Hey @godelski! Author of the blog post here.

I really appreciate you taking the time to provide all this feedback. This feedback + additional resources are extremely useful.

I agree that the subtitle is not as accurate as it could be. I'll revisit it! As for content updates, I've been doing some additional updates in the last days based on feedback (e.g. more info about tokenization and the token embeddings). Although diving in some of your suggestions is likely out of scope for this article, I in particular agree that expanding the attention mechanism content (e.g. the analogy with databases or explaining what is dot product) would increase the quality of the article. I will look into expanding this!

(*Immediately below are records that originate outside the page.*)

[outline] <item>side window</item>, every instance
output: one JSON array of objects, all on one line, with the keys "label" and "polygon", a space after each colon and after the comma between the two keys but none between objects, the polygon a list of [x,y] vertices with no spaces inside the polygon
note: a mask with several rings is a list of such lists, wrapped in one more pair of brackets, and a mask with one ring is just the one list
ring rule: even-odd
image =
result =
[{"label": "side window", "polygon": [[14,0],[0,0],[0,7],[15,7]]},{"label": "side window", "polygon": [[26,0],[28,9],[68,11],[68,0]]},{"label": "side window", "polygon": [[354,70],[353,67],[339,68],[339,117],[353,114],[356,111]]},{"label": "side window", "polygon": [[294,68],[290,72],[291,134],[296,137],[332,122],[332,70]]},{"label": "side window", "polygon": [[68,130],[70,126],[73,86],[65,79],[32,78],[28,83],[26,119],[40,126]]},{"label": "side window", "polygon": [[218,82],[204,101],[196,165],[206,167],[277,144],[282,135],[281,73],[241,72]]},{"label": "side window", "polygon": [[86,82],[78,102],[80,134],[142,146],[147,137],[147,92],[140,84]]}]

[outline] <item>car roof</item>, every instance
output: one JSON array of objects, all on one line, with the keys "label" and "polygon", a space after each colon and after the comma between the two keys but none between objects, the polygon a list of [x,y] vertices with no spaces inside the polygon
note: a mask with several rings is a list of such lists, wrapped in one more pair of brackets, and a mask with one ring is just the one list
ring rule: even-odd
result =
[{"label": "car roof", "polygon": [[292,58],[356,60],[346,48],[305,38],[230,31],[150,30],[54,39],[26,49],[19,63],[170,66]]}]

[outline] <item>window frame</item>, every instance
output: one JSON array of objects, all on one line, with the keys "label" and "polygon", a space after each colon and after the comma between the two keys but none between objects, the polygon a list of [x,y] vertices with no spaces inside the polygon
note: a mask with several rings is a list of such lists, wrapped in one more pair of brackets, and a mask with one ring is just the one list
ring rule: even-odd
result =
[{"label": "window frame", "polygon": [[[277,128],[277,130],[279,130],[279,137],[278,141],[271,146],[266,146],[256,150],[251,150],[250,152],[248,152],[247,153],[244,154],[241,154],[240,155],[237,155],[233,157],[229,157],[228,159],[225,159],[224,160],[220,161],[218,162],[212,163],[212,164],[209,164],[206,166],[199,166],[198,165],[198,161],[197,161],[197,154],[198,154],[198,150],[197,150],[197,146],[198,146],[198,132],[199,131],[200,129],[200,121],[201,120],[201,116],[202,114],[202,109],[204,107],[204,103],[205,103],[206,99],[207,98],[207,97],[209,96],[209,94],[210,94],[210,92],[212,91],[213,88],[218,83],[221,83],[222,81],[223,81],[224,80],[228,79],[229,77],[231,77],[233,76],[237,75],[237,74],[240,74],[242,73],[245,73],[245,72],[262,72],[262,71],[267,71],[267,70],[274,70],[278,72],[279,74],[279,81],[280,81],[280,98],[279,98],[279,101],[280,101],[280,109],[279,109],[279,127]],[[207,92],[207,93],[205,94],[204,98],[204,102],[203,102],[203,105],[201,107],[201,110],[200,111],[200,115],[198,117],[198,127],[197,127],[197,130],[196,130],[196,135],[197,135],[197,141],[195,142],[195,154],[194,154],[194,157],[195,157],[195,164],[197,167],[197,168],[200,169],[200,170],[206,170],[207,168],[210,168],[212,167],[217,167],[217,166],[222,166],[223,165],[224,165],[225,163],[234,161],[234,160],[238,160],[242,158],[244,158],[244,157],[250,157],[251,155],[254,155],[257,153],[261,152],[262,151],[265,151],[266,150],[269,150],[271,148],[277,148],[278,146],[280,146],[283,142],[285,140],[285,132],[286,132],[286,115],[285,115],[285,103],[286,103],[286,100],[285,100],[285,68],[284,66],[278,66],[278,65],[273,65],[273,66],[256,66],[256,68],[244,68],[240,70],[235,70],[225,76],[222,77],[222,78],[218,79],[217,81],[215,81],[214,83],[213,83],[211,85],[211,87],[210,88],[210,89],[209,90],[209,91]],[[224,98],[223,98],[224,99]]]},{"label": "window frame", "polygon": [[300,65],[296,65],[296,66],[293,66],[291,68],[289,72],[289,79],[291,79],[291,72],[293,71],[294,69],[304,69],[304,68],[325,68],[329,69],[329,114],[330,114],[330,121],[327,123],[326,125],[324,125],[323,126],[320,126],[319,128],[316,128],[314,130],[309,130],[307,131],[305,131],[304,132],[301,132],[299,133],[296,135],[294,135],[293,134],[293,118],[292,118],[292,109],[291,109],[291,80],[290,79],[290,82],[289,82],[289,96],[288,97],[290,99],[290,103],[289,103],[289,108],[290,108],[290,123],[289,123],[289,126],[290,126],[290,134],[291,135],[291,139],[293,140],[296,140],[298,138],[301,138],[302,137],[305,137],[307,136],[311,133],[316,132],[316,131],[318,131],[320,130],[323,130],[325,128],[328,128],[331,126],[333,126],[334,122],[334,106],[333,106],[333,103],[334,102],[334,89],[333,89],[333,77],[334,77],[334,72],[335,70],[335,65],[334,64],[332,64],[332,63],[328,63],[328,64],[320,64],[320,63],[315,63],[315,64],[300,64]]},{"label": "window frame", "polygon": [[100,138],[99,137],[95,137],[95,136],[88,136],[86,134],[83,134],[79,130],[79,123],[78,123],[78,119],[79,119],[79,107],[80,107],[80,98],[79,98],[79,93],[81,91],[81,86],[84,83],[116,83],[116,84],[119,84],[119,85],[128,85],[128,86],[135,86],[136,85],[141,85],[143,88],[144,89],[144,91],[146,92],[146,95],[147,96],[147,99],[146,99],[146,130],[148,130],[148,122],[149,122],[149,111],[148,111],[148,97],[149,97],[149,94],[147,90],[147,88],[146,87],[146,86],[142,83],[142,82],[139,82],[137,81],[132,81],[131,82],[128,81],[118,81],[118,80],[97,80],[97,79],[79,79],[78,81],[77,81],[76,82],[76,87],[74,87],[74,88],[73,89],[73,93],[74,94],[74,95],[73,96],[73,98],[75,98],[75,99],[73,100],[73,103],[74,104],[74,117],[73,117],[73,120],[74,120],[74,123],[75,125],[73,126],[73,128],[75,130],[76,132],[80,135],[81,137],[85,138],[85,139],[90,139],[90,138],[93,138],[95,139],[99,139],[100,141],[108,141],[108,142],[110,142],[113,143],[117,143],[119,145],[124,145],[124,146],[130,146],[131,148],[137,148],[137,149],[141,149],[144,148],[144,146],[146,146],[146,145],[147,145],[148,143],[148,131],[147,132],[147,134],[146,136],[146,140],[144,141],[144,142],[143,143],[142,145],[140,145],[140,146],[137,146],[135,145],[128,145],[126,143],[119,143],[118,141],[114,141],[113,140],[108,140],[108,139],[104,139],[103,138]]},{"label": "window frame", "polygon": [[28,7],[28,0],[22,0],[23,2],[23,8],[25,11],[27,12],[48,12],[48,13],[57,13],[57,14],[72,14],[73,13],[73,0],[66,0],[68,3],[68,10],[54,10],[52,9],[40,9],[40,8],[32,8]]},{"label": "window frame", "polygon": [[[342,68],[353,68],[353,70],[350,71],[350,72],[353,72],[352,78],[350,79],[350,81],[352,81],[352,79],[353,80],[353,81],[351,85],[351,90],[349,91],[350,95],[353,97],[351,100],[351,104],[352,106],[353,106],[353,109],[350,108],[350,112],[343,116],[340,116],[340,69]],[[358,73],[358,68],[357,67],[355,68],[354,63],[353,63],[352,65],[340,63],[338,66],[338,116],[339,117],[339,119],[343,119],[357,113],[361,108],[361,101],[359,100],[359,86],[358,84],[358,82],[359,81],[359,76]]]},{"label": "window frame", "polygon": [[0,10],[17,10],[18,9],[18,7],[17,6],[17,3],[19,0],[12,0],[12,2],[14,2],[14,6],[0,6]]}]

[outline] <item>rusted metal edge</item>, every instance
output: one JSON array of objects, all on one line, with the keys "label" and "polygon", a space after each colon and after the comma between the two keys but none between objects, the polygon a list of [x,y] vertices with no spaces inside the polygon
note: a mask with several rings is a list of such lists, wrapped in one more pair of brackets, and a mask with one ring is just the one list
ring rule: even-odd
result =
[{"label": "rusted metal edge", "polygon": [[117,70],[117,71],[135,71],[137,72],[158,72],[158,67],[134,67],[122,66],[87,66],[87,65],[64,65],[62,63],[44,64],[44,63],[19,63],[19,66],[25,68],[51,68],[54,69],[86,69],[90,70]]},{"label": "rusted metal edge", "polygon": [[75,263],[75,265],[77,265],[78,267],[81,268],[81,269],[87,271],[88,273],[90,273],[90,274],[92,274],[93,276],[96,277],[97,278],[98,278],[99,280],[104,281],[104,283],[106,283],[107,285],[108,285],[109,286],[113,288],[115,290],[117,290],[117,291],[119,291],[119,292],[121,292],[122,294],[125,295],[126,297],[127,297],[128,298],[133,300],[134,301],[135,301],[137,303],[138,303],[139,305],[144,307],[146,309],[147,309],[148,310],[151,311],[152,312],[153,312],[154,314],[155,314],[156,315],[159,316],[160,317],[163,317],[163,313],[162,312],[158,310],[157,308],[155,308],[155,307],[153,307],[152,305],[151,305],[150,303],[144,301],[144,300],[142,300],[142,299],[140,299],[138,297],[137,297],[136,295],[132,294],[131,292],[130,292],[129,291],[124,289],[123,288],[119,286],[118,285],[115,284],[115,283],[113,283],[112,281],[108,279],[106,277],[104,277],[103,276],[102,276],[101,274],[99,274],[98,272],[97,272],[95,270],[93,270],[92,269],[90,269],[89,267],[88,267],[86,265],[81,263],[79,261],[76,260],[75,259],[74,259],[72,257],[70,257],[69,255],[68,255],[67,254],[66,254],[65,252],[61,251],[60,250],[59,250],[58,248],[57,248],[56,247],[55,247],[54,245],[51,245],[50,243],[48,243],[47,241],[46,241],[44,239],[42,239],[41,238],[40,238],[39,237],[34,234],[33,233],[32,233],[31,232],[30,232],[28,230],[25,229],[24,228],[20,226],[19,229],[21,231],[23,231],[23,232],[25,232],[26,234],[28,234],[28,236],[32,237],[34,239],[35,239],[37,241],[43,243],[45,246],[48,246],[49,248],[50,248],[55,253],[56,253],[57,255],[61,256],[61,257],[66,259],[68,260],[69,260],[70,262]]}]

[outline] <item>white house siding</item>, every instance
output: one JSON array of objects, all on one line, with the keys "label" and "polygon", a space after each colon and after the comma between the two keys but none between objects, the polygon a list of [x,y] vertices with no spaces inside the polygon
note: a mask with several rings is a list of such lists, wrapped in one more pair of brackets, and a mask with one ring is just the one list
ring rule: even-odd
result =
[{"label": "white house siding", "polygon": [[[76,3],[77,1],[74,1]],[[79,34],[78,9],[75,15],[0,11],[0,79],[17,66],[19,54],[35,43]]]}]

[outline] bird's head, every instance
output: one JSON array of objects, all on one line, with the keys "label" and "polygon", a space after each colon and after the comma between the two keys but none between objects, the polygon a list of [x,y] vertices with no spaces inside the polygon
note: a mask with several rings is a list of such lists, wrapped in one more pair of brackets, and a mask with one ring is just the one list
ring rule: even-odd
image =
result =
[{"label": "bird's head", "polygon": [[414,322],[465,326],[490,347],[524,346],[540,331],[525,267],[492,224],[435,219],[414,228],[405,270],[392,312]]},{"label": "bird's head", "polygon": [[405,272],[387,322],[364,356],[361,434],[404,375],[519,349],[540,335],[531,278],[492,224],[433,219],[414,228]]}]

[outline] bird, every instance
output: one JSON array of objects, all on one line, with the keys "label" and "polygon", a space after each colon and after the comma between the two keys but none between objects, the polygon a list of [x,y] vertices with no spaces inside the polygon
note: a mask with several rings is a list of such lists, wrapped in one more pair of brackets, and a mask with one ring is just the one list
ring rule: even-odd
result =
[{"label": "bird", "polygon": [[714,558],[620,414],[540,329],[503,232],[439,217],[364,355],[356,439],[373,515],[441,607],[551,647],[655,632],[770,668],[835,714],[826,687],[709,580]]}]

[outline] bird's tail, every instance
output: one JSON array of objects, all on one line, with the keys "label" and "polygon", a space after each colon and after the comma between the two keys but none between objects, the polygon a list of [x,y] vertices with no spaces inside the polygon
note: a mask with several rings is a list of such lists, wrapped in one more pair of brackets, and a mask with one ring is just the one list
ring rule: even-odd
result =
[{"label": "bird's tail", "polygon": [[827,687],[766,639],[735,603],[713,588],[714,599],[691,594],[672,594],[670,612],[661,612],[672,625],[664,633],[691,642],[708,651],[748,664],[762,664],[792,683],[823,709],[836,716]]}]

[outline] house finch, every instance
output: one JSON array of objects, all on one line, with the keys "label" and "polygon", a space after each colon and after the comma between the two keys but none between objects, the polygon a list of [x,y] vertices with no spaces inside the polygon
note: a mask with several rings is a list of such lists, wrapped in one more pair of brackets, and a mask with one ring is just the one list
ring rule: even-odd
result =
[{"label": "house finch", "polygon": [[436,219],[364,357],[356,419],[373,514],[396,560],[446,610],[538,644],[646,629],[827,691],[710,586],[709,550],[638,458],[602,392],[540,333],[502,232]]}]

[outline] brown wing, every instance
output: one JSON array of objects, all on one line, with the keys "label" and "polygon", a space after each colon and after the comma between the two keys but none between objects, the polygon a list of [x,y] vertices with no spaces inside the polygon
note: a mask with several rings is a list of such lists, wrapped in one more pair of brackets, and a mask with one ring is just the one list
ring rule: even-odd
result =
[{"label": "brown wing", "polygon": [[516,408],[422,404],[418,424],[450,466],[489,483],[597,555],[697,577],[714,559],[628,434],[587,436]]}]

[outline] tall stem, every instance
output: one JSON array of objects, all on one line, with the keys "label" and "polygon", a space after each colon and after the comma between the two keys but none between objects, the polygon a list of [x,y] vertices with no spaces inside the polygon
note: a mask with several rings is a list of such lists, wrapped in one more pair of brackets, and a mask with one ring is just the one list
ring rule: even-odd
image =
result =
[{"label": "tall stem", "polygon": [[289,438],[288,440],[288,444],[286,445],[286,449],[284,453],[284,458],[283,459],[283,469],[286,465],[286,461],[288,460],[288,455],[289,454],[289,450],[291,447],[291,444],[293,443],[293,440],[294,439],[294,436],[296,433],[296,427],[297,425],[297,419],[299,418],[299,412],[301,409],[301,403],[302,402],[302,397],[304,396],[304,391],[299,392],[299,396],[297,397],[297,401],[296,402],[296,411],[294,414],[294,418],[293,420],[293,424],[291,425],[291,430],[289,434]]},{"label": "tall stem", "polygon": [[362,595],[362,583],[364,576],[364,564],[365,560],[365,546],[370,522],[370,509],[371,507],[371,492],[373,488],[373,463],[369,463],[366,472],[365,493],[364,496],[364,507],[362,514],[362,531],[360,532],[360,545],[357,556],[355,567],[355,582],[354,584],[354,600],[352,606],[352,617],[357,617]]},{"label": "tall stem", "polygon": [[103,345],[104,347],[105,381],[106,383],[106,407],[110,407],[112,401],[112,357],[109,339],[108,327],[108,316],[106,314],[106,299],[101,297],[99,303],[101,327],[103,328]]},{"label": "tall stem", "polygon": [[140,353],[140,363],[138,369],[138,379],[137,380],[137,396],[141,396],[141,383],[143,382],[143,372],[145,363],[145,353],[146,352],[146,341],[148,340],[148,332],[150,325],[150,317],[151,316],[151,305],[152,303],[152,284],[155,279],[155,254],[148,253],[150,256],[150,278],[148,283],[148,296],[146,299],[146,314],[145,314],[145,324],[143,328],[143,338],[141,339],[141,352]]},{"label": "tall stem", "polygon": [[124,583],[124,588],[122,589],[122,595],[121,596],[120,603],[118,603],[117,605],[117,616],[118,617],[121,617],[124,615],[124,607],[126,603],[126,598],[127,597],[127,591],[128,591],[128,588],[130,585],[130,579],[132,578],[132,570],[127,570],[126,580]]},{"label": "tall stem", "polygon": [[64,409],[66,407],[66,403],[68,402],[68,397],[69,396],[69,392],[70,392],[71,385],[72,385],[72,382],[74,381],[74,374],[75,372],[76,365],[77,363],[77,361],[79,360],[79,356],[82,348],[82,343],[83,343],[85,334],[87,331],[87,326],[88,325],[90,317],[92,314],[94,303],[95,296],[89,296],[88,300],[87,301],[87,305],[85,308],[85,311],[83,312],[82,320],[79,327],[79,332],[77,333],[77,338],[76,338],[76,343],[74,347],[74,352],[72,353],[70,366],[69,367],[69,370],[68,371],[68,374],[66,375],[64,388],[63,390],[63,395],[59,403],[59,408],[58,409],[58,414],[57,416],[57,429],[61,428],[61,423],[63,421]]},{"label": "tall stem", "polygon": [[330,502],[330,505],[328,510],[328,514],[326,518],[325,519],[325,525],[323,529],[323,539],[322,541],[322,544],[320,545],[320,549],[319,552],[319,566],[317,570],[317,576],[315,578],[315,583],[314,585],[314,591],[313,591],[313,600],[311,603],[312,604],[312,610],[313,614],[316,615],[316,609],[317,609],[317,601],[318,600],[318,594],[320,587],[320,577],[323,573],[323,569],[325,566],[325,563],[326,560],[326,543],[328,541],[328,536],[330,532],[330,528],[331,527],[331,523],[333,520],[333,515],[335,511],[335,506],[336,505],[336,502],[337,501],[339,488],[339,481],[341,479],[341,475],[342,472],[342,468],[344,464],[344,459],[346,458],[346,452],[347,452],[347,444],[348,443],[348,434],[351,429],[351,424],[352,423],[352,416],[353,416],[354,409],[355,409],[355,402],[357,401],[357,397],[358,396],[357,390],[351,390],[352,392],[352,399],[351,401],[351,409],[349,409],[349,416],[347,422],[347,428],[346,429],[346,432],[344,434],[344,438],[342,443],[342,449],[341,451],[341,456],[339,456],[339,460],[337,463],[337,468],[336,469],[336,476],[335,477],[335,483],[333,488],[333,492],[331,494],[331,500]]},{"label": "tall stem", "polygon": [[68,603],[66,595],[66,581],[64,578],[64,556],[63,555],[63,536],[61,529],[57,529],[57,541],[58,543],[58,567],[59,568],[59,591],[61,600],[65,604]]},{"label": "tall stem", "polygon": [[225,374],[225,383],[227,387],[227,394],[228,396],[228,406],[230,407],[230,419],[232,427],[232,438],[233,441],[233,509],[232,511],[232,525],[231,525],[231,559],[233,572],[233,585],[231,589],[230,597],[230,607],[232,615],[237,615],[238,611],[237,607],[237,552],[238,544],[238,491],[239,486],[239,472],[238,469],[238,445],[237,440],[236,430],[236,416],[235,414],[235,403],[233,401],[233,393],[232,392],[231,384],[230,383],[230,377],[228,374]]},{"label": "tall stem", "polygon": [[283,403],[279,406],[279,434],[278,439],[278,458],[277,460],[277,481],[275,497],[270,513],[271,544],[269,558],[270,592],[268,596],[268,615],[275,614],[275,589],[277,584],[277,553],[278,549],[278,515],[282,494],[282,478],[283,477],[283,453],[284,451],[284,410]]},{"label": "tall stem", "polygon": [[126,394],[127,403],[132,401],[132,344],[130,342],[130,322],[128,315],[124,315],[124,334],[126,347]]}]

I also think a more rigorous, separate mathematical exploration into attention mechanisms and recent advancements would be a great tool for the ecosystem.

Once again, thank you for all the amazing feedback!

Hey, I'm glad you found it useful. I know it is hard to take critique, but I did enjoy the post. I truly do mean the critique is coming from a place of love. And I hope the comment helps others find more (I guess I'm writing a blog post now). I do feel there is often this gap between nearly no math and way too much math that causes a lot of people to come away with "you don't need math for ML" which is... idk... partially correct but not? haha. I'm a bit mathy of a person so you just caught a pet peeve of mine. I definitely agree what I said is out of scope for how you wrote but I will stand with my subtitle critique ;) I still do like the article though

And I just realized we're in a slack channel together haha (I don't think we've ever talked though). I poked around your website and saw you're at HF. Love you guys to death. You all also have tons of awesome blog posts and you're one of the most useful forces in ML. So I really do appreciate all the work.

Can you link a resource that is able to adequately explain why they're called Key, Query, and Value? Every explanation I've read eventually handwaved this. It feels like understanding why they're named that is key (heh) to understanding the concept, rather than just blindly implementing matmul.
https://stats.stackexchange.com/questions/421935/what-exactl...

It mentions it comes from the original Attention Is All You Need paper and goes on into more detail.

It seems to be named exactly as you would expect. Key/Value as in KV store, with Query being the term being retrived.

> Idk, are people interested in these things?

Yes, absolutely. Would be awesome to read deeper.

Seconded.
Looks like I'll be writing a blog lol.